Social engineering is a serious threat that can compromise your organisation’s physical and digital assets. By understanding how it works and how to prevent it, you can protect yourself and your organisation from malicious actors. You can also turn your employees from the weakest link in your security chain into the first line of defence. Not all heroes wear capes! 

I hope this blog has helped you gain some insight into social engineering and its implications. If you have any questions or feedback, please leave a comment below or contact me directly. I would love to hear from you and help you secure your organisation from social engineering attacks.

Frequently Asked Questions

Are social engineering attacks only online?

No, social engineering attacks are not only online. Social engineering is a technique that involves manipulating people into revealing sensitive information or performing actions that benefit the attacker. Social engineering can be done through various channels, such as email, phone, SMS, social media, or even face-to-face interactions.

Is social engineering illegal?

Social engineering is illegal in most countries and can lead to serious legal consequences for the perpetrators. Depending on the type and severity of the attack, social engineering can be classified as fraud, identity theft, hacking, phishing, or trespassing. These crimes can result in fines, jail sentences, or other penalties.

What social engineering targets senior officials?

One type of social engineering that targets senior officials is called whaling. Whaling is a form of phishing that aims to trick high-level executives, such as CEOs, CFOs, or government officials, into revealing sensitive information or performing actions that benefit the attacker.
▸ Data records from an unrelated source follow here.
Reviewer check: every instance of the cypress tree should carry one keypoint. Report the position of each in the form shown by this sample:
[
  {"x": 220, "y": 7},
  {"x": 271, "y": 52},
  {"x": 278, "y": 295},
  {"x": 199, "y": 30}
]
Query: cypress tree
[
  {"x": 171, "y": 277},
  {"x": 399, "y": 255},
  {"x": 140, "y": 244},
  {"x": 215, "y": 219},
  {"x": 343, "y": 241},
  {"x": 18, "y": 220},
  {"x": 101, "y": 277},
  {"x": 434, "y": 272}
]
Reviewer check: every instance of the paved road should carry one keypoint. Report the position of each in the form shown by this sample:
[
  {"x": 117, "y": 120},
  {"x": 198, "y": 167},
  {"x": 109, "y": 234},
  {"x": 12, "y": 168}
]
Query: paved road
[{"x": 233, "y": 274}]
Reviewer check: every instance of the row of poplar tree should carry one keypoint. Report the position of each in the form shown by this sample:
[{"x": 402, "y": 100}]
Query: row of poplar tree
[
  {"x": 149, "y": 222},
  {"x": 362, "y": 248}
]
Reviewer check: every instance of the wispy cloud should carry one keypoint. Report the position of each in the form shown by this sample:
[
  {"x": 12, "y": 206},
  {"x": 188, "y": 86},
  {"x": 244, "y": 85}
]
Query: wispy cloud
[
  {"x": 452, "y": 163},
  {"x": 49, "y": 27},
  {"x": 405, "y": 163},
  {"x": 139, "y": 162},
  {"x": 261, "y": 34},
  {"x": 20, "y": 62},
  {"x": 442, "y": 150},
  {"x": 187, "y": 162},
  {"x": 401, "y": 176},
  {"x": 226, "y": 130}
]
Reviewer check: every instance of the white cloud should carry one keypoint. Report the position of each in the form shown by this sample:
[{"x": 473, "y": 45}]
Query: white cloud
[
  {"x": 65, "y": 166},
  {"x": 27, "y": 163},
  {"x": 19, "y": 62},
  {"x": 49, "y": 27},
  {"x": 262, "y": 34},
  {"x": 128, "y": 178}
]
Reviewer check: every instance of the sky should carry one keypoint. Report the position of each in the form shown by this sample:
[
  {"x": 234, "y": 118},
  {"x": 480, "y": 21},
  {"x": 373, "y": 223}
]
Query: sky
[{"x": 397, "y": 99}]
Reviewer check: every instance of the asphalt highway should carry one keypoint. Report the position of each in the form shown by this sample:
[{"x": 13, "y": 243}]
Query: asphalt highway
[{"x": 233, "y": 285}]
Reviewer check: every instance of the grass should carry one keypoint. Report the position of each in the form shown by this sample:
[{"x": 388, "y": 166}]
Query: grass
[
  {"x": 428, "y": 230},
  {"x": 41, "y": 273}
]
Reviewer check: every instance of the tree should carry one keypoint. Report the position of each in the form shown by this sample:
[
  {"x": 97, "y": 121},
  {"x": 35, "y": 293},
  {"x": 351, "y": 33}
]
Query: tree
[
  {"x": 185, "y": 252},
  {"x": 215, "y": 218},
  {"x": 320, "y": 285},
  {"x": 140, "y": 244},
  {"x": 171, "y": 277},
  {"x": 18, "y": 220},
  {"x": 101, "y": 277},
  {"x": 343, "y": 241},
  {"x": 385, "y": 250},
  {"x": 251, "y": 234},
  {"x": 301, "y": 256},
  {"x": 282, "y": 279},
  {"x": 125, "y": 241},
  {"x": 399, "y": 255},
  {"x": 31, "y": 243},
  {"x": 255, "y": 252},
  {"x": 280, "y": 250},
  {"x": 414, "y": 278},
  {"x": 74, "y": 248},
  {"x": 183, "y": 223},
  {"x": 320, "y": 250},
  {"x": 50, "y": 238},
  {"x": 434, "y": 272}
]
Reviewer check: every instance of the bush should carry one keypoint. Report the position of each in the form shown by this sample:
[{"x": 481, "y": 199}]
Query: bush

Whaling attacks are often more sophisticated and personalised than regular phishing attacks, as they use the victim’s name, title, company, or other details to create a convincing and urgent message.For example, a whaling attack may impersonate a trusted partner, a legal authority, or a financial institution and ask the victim to authorise a large payment, disclose confidential data, or download a malicious attachment.

Whaling attacks can cause significant financial losses, reputational damage, or legal issues for the victim and their organisation. Therefore, senior officials should be aware of the signs and risks of whaling and how to prevent it.

What is the meaning of social engineering?

Social engineering refers to the practice of manipulating individuals into divulging confidential or personal information for fraudulent purposes. Rather than direct hacking, a social engineering attack targets the human aspect of security, capitalising on psychological manipulation.Techniques can range from building trust or exploiting authority to preying on an individual’s emotions. These attacks can be orchestrated through various mediums, including but not limited to emails, phone calls, text messages, or even direct conversations. Recognising the tactics behind a social engineering attack is paramount for both individuals and organisations, given its centrality in many cyber-related crimes. Being informed and vigilant is the most effective line of defence against these manipulative strategies.